1. **Score gradually** - Use 0.0-1.0 range, not binary pass/fail
2. **Multiple constraints** - Weight each constraint (e.g., 25% each for 4 checks)
3. **Handle exceptions** - Reward functions should never raise, return 0.0 on error
4. **Limit attempts** - 3-5 attempts for Refine, 5-10 for BestOfN
5. **Log failures** - Track which constraints fail most often

## Limitations

- Each attempt costs an additional LLM call
- Reward functions don't receive feedback prompts (unlike GEPA)
- BestOfN is expensive (N × cost)
- No automatic constraint learning (manual reward design)
- Refine may not improve if base module is fundamentally wrong

## Official Documentation

- **DSPy Documentation**: https://dspy.ai/
- **DSPy GitHub**: https://github.com/stanfordnlp/dspy
- **Refine Module**: https://dspy.ai/api/modules/Refine/

Overview

This skill refines DSPy module outputs by applying iterative improvement (dspy.Refine) and best-of-N selection (dspy.BestOfN) with custom reward/constraint functions. It helps enforce format, length, and content rules so predictions meet validation criteria before being accepted. Use it to replace deprecated Assert/Suggest patterns and to raise output quality with controlled multi-attempt generation.

How this skill works

You wrap an existing dspy.Module with Refine or BestOfN and supply a reward_fn that scores each prediction from 0.0 to 1.0. Refine runs iteratively and tries to improve outputs until the threshold is met; BestOfN generates N independent attempts and selects the highest-scoring result.

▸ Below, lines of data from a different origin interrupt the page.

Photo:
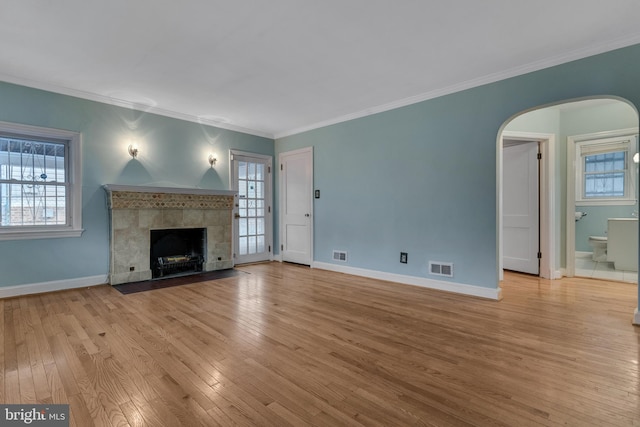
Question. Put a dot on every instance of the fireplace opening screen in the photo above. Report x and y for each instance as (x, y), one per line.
(177, 251)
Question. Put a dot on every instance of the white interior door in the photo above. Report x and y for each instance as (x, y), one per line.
(296, 187)
(252, 213)
(521, 236)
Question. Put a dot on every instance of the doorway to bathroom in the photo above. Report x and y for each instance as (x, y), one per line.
(527, 224)
(520, 205)
(566, 248)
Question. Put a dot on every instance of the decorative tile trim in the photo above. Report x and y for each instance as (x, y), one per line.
(144, 200)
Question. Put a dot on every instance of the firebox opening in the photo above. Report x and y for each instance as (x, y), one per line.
(178, 251)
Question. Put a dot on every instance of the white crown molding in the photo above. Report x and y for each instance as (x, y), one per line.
(130, 105)
(469, 84)
(57, 285)
(491, 78)
(458, 288)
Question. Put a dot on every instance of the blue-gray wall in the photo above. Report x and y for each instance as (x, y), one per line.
(422, 178)
(172, 153)
(419, 179)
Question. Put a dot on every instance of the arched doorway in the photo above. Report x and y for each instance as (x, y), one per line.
(556, 129)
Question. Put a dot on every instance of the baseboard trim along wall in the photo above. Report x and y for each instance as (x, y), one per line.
(57, 285)
(458, 288)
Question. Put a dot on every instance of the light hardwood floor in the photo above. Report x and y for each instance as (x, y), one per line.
(287, 345)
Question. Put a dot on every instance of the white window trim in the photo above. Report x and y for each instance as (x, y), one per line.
(610, 138)
(74, 228)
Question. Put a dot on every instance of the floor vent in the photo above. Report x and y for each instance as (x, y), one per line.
(441, 268)
(340, 256)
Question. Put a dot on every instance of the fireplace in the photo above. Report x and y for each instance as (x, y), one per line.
(177, 251)
(136, 213)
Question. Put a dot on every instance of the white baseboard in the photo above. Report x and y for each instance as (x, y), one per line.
(459, 288)
(57, 285)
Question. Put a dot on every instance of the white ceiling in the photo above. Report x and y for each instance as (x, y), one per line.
(278, 67)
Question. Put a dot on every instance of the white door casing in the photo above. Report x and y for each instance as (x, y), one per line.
(296, 206)
(253, 223)
(521, 236)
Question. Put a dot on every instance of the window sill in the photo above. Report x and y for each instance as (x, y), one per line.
(39, 234)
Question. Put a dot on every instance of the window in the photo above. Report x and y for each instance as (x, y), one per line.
(606, 173)
(40, 182)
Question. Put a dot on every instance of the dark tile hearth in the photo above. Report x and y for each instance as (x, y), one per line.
(148, 285)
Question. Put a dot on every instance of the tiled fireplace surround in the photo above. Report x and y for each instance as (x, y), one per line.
(136, 210)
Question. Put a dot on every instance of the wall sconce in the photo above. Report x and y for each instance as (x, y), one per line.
(133, 150)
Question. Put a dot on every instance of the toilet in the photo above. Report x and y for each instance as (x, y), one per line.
(599, 246)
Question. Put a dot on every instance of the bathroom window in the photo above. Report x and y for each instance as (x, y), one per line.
(39, 182)
(606, 174)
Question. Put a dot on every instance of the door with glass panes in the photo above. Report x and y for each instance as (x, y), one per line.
(252, 213)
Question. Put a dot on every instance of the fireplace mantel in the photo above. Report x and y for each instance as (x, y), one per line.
(166, 190)
(136, 210)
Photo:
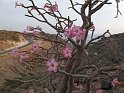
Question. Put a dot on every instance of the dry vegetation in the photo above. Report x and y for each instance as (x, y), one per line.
(16, 74)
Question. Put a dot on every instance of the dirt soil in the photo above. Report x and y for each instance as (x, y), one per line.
(107, 51)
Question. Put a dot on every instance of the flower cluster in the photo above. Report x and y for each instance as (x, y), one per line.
(35, 47)
(67, 51)
(99, 91)
(76, 32)
(17, 4)
(21, 55)
(115, 82)
(52, 65)
(51, 8)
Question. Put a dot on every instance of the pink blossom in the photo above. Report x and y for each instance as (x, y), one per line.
(115, 81)
(22, 55)
(31, 91)
(15, 51)
(32, 9)
(67, 51)
(79, 33)
(25, 33)
(69, 33)
(35, 33)
(35, 47)
(92, 27)
(51, 8)
(76, 32)
(17, 4)
(29, 28)
(118, 1)
(52, 65)
(99, 91)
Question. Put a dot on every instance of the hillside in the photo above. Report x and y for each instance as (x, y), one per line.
(107, 51)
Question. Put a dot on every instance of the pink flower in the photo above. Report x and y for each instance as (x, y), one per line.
(15, 51)
(67, 51)
(99, 91)
(25, 33)
(118, 1)
(52, 65)
(32, 9)
(17, 4)
(79, 34)
(69, 33)
(51, 8)
(31, 91)
(92, 27)
(115, 81)
(22, 55)
(76, 32)
(35, 47)
(35, 33)
(29, 28)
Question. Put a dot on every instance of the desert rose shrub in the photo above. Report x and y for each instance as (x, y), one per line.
(69, 47)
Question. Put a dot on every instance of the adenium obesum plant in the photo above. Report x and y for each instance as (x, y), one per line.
(69, 46)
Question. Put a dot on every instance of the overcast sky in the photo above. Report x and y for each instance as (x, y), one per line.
(15, 19)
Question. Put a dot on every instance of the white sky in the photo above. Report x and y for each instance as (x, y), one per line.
(15, 19)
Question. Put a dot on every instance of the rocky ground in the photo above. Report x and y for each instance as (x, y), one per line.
(107, 51)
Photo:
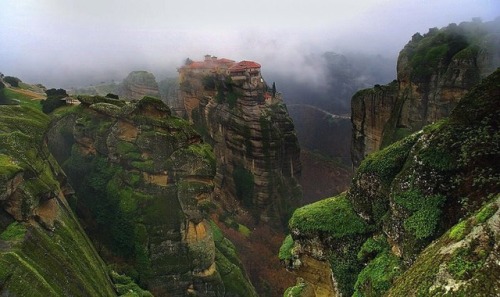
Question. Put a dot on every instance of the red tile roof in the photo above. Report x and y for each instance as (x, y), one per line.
(244, 65)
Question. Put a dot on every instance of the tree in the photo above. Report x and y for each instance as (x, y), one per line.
(11, 80)
(112, 96)
(53, 100)
(2, 95)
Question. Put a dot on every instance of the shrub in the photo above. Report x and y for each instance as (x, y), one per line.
(13, 81)
(285, 252)
(424, 211)
(53, 100)
(334, 216)
(244, 183)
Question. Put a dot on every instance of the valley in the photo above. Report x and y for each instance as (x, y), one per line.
(215, 183)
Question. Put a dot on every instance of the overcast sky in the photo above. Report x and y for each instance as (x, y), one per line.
(63, 43)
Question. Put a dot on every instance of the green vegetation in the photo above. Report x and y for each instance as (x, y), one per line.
(371, 247)
(16, 98)
(295, 291)
(459, 231)
(14, 231)
(333, 216)
(59, 262)
(485, 213)
(12, 80)
(53, 100)
(125, 286)
(230, 268)
(465, 262)
(425, 212)
(387, 163)
(285, 252)
(435, 49)
(8, 168)
(377, 276)
(244, 183)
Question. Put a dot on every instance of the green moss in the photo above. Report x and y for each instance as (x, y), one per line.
(285, 252)
(459, 231)
(333, 216)
(485, 213)
(295, 291)
(8, 168)
(424, 211)
(229, 266)
(148, 165)
(203, 150)
(438, 158)
(244, 230)
(22, 99)
(125, 286)
(14, 231)
(128, 150)
(464, 263)
(389, 161)
(244, 183)
(371, 247)
(377, 277)
(235, 282)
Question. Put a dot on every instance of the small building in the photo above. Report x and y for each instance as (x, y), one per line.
(70, 100)
(246, 70)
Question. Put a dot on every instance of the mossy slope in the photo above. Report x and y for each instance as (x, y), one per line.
(410, 194)
(43, 249)
(142, 176)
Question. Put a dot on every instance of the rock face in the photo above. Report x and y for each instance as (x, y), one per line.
(255, 144)
(137, 85)
(421, 215)
(434, 72)
(43, 249)
(145, 181)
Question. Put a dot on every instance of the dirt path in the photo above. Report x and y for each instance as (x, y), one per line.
(35, 95)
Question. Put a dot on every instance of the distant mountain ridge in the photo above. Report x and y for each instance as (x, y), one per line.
(434, 72)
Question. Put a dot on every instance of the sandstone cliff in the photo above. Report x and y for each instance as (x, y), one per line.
(137, 85)
(434, 72)
(256, 148)
(43, 249)
(439, 183)
(144, 181)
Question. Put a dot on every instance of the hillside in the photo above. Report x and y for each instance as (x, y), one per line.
(441, 183)
(43, 248)
(144, 181)
(434, 72)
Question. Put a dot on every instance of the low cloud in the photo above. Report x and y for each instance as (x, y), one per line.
(76, 43)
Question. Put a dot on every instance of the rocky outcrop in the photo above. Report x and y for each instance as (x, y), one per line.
(137, 85)
(144, 180)
(256, 148)
(434, 72)
(43, 249)
(436, 184)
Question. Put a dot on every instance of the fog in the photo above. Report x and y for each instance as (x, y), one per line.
(77, 43)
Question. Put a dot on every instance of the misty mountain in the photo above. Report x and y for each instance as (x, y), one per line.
(332, 78)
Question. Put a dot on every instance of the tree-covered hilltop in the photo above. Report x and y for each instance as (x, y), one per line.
(144, 181)
(441, 183)
(44, 251)
(434, 72)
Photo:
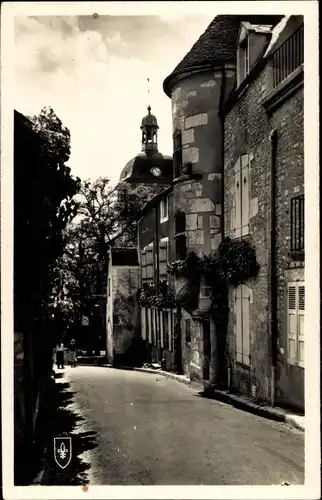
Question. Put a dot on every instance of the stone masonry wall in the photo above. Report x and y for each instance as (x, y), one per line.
(289, 122)
(125, 307)
(247, 131)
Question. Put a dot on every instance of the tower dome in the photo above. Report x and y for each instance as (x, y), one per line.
(149, 120)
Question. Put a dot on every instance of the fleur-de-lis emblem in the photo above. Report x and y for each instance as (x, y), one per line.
(62, 451)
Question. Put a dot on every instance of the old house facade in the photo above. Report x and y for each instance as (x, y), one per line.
(238, 172)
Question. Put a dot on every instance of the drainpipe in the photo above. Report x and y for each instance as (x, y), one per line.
(272, 267)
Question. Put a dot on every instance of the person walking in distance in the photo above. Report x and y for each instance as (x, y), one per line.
(60, 355)
(73, 353)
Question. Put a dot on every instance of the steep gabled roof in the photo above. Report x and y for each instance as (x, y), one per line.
(217, 45)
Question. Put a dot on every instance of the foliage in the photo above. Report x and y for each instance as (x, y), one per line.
(103, 211)
(238, 261)
(160, 296)
(187, 267)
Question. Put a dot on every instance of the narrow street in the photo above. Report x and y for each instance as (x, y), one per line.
(149, 430)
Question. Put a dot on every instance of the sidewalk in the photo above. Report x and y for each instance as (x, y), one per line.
(238, 401)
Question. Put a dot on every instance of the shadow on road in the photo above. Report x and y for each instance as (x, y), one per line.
(62, 421)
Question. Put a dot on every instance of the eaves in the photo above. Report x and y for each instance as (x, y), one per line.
(284, 90)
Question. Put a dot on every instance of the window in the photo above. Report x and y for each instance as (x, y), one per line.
(177, 154)
(295, 322)
(180, 236)
(149, 324)
(164, 209)
(165, 329)
(241, 197)
(243, 60)
(147, 264)
(289, 56)
(143, 323)
(242, 301)
(297, 224)
(245, 56)
(188, 330)
(163, 258)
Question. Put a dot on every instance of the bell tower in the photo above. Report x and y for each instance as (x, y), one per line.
(149, 127)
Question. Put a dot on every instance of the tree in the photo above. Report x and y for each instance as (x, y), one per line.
(102, 212)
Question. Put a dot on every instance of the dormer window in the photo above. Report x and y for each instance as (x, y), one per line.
(164, 210)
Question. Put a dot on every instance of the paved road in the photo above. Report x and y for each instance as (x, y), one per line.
(155, 431)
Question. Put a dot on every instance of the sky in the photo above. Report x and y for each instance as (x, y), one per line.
(94, 71)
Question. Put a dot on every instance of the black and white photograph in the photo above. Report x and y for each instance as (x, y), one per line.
(160, 250)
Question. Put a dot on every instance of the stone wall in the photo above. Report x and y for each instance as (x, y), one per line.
(125, 308)
(288, 119)
(195, 112)
(247, 130)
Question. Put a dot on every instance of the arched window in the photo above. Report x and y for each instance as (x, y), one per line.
(180, 236)
(241, 196)
(177, 154)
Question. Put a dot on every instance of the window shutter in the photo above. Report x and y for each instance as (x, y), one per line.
(161, 329)
(143, 325)
(149, 261)
(150, 324)
(292, 322)
(301, 311)
(238, 306)
(245, 325)
(245, 200)
(237, 228)
(172, 322)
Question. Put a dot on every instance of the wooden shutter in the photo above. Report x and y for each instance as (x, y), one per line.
(300, 323)
(237, 193)
(245, 198)
(143, 323)
(245, 324)
(172, 322)
(239, 325)
(292, 322)
(149, 256)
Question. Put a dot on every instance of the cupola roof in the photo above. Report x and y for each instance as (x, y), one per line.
(149, 120)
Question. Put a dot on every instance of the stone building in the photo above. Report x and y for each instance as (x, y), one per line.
(153, 169)
(238, 172)
(264, 201)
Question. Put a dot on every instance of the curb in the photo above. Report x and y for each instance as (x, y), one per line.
(268, 412)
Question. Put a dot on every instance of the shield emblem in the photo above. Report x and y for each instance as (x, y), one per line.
(63, 451)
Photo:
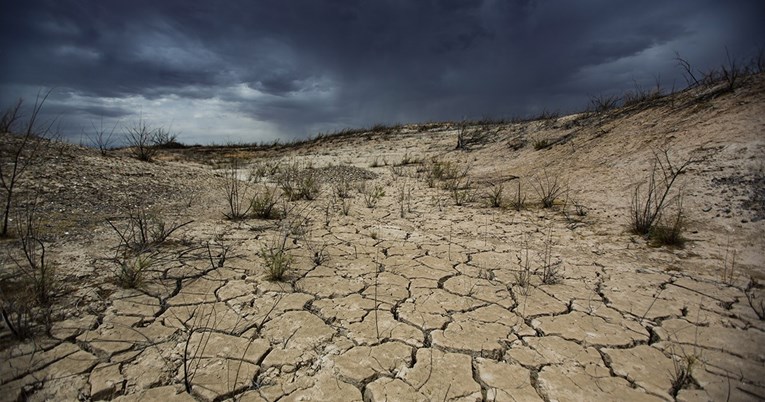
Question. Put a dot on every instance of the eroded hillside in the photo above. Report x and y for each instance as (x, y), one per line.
(374, 266)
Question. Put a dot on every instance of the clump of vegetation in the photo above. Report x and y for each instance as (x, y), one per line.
(550, 268)
(650, 199)
(541, 144)
(276, 259)
(343, 188)
(37, 273)
(143, 230)
(101, 138)
(299, 182)
(548, 187)
(264, 203)
(131, 270)
(669, 230)
(519, 201)
(496, 195)
(237, 192)
(18, 154)
(145, 141)
(29, 298)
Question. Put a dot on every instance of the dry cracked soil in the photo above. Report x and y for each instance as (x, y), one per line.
(414, 298)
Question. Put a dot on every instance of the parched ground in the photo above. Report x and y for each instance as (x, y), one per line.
(416, 298)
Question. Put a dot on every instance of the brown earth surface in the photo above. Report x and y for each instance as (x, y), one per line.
(416, 298)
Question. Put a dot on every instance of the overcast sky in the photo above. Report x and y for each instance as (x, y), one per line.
(219, 71)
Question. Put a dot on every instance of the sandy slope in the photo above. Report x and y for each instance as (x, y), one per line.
(420, 299)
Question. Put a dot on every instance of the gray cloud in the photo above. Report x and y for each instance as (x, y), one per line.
(289, 69)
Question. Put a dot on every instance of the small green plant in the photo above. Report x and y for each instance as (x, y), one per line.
(264, 204)
(496, 195)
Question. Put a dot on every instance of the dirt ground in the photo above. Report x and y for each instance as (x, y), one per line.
(415, 298)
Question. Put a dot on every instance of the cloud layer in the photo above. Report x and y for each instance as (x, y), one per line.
(260, 70)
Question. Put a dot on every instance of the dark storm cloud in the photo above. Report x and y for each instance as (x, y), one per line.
(303, 66)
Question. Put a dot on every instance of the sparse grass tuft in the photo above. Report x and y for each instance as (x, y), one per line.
(372, 195)
(299, 182)
(649, 202)
(550, 268)
(753, 294)
(38, 274)
(236, 192)
(541, 144)
(263, 204)
(496, 195)
(144, 230)
(548, 187)
(131, 271)
(277, 259)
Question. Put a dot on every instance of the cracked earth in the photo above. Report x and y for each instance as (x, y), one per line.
(418, 299)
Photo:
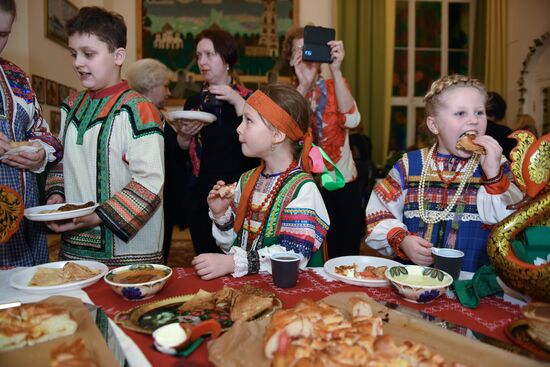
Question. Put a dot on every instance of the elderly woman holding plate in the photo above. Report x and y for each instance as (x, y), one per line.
(214, 148)
(151, 78)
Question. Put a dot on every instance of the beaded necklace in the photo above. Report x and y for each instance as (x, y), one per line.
(269, 201)
(446, 181)
(434, 218)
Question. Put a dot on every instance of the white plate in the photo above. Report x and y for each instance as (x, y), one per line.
(21, 279)
(34, 212)
(14, 151)
(362, 262)
(204, 117)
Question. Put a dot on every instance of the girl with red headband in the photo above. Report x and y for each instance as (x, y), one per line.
(277, 206)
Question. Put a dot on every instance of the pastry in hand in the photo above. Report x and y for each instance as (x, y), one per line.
(17, 144)
(466, 142)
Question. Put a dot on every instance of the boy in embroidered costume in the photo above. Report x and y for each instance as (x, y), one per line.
(444, 196)
(22, 242)
(114, 146)
(278, 205)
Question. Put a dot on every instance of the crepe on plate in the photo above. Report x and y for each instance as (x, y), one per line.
(243, 304)
(68, 208)
(71, 354)
(71, 272)
(34, 323)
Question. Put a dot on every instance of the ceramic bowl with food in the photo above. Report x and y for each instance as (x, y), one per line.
(538, 319)
(138, 281)
(418, 284)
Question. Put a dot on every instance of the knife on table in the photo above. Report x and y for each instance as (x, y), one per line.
(462, 330)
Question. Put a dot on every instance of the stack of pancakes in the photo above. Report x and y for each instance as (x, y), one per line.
(34, 323)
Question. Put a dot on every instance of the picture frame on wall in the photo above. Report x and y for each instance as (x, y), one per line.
(39, 87)
(57, 13)
(55, 121)
(167, 32)
(52, 93)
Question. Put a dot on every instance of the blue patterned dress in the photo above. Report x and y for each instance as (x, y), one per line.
(394, 204)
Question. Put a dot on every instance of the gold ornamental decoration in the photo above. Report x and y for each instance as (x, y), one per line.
(531, 169)
(11, 212)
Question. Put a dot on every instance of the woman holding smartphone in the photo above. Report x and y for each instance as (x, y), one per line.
(334, 112)
(214, 149)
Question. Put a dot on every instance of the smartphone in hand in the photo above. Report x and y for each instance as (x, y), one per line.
(315, 44)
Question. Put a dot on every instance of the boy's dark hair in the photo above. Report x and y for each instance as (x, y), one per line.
(496, 107)
(108, 26)
(224, 44)
(9, 7)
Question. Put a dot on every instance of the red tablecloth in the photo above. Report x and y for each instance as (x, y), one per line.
(489, 318)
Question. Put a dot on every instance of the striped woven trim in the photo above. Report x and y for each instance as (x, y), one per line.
(154, 258)
(128, 210)
(55, 183)
(284, 197)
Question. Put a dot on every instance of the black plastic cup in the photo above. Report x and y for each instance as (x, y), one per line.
(448, 260)
(284, 268)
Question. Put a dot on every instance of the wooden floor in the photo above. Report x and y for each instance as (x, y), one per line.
(182, 251)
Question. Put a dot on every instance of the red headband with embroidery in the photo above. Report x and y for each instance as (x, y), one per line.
(279, 118)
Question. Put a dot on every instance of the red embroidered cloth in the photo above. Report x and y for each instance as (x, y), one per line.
(489, 318)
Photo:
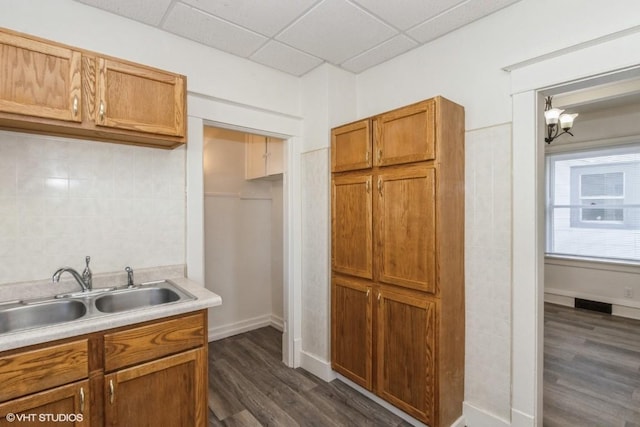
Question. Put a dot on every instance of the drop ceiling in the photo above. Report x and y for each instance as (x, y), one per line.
(296, 36)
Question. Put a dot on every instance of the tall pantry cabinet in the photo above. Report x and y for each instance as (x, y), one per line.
(397, 257)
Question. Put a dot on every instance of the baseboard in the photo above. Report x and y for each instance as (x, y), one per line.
(228, 330)
(478, 417)
(567, 298)
(318, 367)
(386, 405)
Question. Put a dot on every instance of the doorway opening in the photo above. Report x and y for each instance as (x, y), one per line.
(590, 254)
(244, 229)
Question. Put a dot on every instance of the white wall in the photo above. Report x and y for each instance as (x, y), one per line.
(238, 238)
(62, 199)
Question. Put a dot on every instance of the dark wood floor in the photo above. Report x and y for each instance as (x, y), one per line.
(591, 369)
(250, 386)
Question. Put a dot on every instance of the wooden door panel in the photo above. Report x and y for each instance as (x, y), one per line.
(351, 330)
(406, 352)
(139, 98)
(352, 222)
(47, 408)
(351, 147)
(39, 79)
(167, 392)
(406, 227)
(406, 135)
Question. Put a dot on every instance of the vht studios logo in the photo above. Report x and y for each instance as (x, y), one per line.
(42, 418)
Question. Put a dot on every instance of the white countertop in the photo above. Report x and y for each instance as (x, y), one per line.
(204, 299)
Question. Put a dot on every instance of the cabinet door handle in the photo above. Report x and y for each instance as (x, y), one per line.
(81, 399)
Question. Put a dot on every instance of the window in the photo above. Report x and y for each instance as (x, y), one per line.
(593, 203)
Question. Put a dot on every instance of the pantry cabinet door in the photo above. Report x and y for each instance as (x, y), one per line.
(406, 231)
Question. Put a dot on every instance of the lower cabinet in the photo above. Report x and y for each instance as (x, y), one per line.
(61, 406)
(384, 339)
(149, 374)
(162, 392)
(352, 330)
(405, 351)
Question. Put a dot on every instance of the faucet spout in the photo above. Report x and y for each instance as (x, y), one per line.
(75, 274)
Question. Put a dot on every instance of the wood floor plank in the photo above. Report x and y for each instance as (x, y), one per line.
(249, 382)
(591, 369)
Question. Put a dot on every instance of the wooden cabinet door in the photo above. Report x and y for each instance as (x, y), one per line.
(405, 219)
(351, 147)
(39, 79)
(405, 135)
(167, 392)
(47, 408)
(351, 330)
(138, 98)
(351, 225)
(406, 351)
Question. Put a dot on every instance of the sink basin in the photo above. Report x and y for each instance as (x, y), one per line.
(41, 314)
(130, 299)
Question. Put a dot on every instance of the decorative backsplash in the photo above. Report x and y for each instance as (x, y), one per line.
(62, 199)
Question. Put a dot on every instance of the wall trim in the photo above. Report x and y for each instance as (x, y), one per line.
(386, 405)
(478, 417)
(317, 366)
(242, 326)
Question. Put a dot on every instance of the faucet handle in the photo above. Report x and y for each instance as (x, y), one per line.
(129, 271)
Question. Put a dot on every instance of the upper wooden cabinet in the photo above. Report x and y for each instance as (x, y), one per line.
(351, 146)
(39, 79)
(47, 87)
(406, 241)
(351, 228)
(139, 98)
(405, 135)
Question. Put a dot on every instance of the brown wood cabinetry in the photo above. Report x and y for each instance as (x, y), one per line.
(398, 257)
(47, 87)
(147, 374)
(352, 231)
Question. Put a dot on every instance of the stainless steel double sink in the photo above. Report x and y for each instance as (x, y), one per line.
(28, 314)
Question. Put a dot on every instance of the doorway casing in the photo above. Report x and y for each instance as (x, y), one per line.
(584, 65)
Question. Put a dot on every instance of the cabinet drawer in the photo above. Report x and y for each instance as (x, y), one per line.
(144, 343)
(41, 369)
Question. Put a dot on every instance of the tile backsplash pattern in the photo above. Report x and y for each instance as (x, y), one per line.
(62, 199)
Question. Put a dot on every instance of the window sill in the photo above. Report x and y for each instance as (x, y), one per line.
(592, 263)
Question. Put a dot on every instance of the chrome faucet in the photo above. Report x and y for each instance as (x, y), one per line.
(129, 271)
(85, 280)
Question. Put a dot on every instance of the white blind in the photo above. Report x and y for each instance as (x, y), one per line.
(593, 203)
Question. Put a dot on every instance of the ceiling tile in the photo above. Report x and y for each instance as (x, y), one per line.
(147, 11)
(409, 12)
(457, 17)
(264, 17)
(379, 54)
(196, 25)
(284, 58)
(336, 30)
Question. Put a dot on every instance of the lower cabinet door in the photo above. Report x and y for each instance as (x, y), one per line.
(405, 351)
(351, 330)
(166, 392)
(66, 405)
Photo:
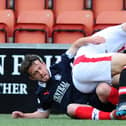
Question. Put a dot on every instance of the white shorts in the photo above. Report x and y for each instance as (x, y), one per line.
(89, 71)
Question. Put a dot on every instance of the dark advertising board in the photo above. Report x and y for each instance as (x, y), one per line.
(16, 90)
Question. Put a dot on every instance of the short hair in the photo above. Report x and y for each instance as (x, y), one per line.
(27, 62)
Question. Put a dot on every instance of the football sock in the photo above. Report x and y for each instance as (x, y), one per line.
(122, 86)
(114, 96)
(88, 112)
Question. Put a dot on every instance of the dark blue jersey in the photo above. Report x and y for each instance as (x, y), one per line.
(59, 90)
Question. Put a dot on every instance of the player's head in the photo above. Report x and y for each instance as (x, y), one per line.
(35, 68)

Reward functions validate structure, content, and business rules and must return a numeric score without raising exceptions.

When to use it

You need strict format validation (JSON, CSV, specific schema).
Outputs must meet length or token limits (min/max words or chars).
Content must include required terms or avoid prohibited items.
You want higher-quality results through multiple attempts.
You need a drop-in replacement for deprecated Assert/Suggest patterns.

Best practices

Score gradually using a 0.0–1.0 range and weight multiple constraints.
Keep reward functions robust: catch exceptions and return 0.0 on failure.
Limit N to reasonable values (Refine: 3–5, BestOfN: 5–10) to control cost.
Log failed constraints to identify recurring model weaknesses.
Start with coarse checks, then add finer-grained constraints iteratively.

Example use cases

Enforce JSON schema for extracted entities (name, age, email) with BestOfN selection.
Refine document summaries to required length and include mandatory keywords.
Validate and score e-commerce extraction (product, price, quantity) before ingest.
Apply multi-constraint scoring (length, capitalization, required terms) for QA answers.
Replace Assert/Suggest checks by converting rules into reward functions for Refine.

FAQ

What should a reward function return?

Return a float between 0.0 and 1.0 representing how well the prediction meets constraints; do not raise exceptions.

When to use Refine vs BestOfN?

Use Refine to iteratively improve a single output toward a threshold. Use BestOfN to generate several independent outputs and pick the best.